Comment from: larksilver posted at February 6, 2006 8:15 PM

I totally don't get the allure of Achewood, despite trying...

but that conversation? It makes me think I get it. Does that make sense?

Comment from: The Matt Who Is posted at February 6, 2006 8:37 PM

I think you have a point, Jon, that this is as much about Ray and Beef as it is about Big Fights.

However, it looks like Roast Beef is also enrolled in the Great Outdoor Fight. Maybe he's tired of following someone who is patently bad at hero-ing, and is striking out on his own. Neither one of them are people I'd admit to having lost a fight to, but Beef does know a lot about the Fight itself...

Comment from: Tim Tylor posted at February 6, 2006 9:13 PM

Eric: Man. Molly had no clue what she was getting into, was she? Weds: None whatsoever. She thought she was just moving on in the same vein as Heaven.

Molly had just been burned to life and thrown back to a world she'd not been in for absolutely ages. After all that anyone could use a friend, not to mention lodgings, and Beef was pretty likely the only living person she'd know. So it was probably as much need as romance that had her seeking him out.

Comment from: Shaenon posted at February 6, 2006 9:33 PM

The observation that Americans equate wealth with status (not to mention class, etiquette, etc.) is pretty accurate. I thought of this while watching the latest movie version of "Pride and Prejudice." There's a point where the Bennetts, landed gentry, need a large sum of money, and they have to borrow it from their middle-class merchant relatives. Afterwards, I had to explain to my husband that this was because the Bennetts have titles and breeding and status and acres of land, but they don't actually have much *money.*

I admit the link between Jane Austen and the Orangina at Ray's Little League game may seem tenuous at best, but it all fits together. I swear.

Roast Beef burying the shirt is one of my all-time favorite Achewood strips, mostly because I understand the logic behind it *perfectly.*

Comment from: MagnoliaPearl posted at February 8, 2006 11:22 PM

My dearest hope is that Achewood will go down in history as one of the finest pieces of literature of our time, as it more than deserves to.

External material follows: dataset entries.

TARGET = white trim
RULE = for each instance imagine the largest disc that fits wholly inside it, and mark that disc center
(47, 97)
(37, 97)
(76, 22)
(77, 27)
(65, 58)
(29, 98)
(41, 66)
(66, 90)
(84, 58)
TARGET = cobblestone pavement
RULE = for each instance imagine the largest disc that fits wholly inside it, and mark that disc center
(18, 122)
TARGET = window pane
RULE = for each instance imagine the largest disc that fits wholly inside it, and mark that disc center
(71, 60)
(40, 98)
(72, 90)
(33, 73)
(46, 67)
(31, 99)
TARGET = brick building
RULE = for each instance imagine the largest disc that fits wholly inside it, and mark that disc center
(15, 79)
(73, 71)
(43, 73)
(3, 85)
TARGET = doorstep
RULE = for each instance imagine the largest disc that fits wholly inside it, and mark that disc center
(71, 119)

Comment from: MagnoliaPearl posted at February 8, 2006 11:31 PM

I also wanted to say how scared I am of Beef in this storyline.
He's behaving much differently than normal. He's got a kind of cold confidence going on. We've seen him with confidence - drunk in heaven, after the Yahoo hack. Those times were different.
Plus its disconcerting to see his eyes obstructed. In my experience readin' comics that is never, EVER a good sign.
The first thing it made me think of was that the last time he wore glasses (besides, like, the Weezer/iMac makeover) was his childhood.
The second thing was, it makes him a little more like Ray.

Or maybe I'm just reading into this too much.